VIGRE2 Vertical Intergration of Research and Education Department of Mathematics, University of Utah

MATH 4950








Spring 2007 course

Topic: Fractals
Instructor: Elena Cherkaev
Catalog Number: 4950-1
Credits: 3

Registering requires obtaining the class number from the instructor.

Course Outline:
This course is part of the REU (Research Experiences for Undergraduates) program, as an important component of the VIGRE grant funded by NSF. The subject varies from one semester to another, in which a faculty member, a graduate assistant, and up to 10 students explore a topic of significant mathematical interest. The students help to present the material or the results of their own investigations, and write a report on their findings. The format of this course is rather flexible, with the class divided into groups, each with 2-3 students and a particular topic to study over the semester.

Fractals are seen everywhere - in shapes of leaves and trees, moutain ranges and coastlines, structure of lungs and porous rocks, and many other physical and biological objects. Fractals are used to design cell phone antennas, describe forest fires, model diffusion of oils and gases, to store data and describe complex systems. The main features characterizing fractals are self-similarity, non-integer fractal dimention, and iteration. Billions of fractal shapes can be created using iterated function systems and constructing strange attractors of nonlinear dynamical systems.

We expect backgrounds beyond calculus (such as differential equations, basic complex variables and linear algebra). However, due to the variety of topics available in the class, we do not have a uniform set of requirements. Instead, each prospective student is required to visit the instructor to determine the suitability before registering for the class.

Possible topics for the projects are:
  1. Generate fractals using iterated function systems.

    Fractals are made of an initial shape, a rule, and iterations. Starting with an initial seed image, the rule is applied iteratively - again and again - to give in the limit statistically self-similar fractal shape or structure.
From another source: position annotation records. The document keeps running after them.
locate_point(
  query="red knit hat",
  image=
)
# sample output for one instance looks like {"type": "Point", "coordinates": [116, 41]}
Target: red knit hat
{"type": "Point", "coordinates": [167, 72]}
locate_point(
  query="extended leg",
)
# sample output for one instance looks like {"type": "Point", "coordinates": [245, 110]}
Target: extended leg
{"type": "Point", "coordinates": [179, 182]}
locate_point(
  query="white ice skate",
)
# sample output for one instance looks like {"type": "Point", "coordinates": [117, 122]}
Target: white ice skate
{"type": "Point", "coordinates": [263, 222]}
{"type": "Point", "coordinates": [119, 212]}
Generate fractal curves, fractal landscapes, and many other fractal images using this technique.

  2. Fractal dimension.

    Calculate fractal dimensions of of mathematical fractals such as Serpinsky triangle gasket and Menger sponge, or of physical objects, such as composite materials with complicated microstructure.
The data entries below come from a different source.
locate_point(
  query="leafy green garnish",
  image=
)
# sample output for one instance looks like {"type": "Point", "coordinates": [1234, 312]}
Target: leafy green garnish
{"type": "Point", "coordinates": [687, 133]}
  3. Can fractals bring an objectivity to the aesthetic evaluation of paintings in modern art?

    Can paintings be characterized by a number? Calculate and compare fractal dimentions of paintings belonging to different artists.

  4. Butterfly effect in chaotic systems.

    Fractals are closely related to iterative and dynamical systems which could exibit orderly or chaotic behavior in very close regions of parameters. Chaotic behavior stems from sensitive dependence on initial conditions which leads to gross magnification of small errors in the initial conditions. The Lyapunov exponent can be used to estimate how much small errors are magnified.

  5. Basins of attraction and Julia sets.

    The Julia set separates the points whose orbits of complex iterated maps converge to infinity from the points whose orbits converge to the origin. The boundary of the basin of attraction is fractal. Generate fractals using Julia sets. Use Newton's method and draw basins of attraction for the fixed points to generate a fractal set.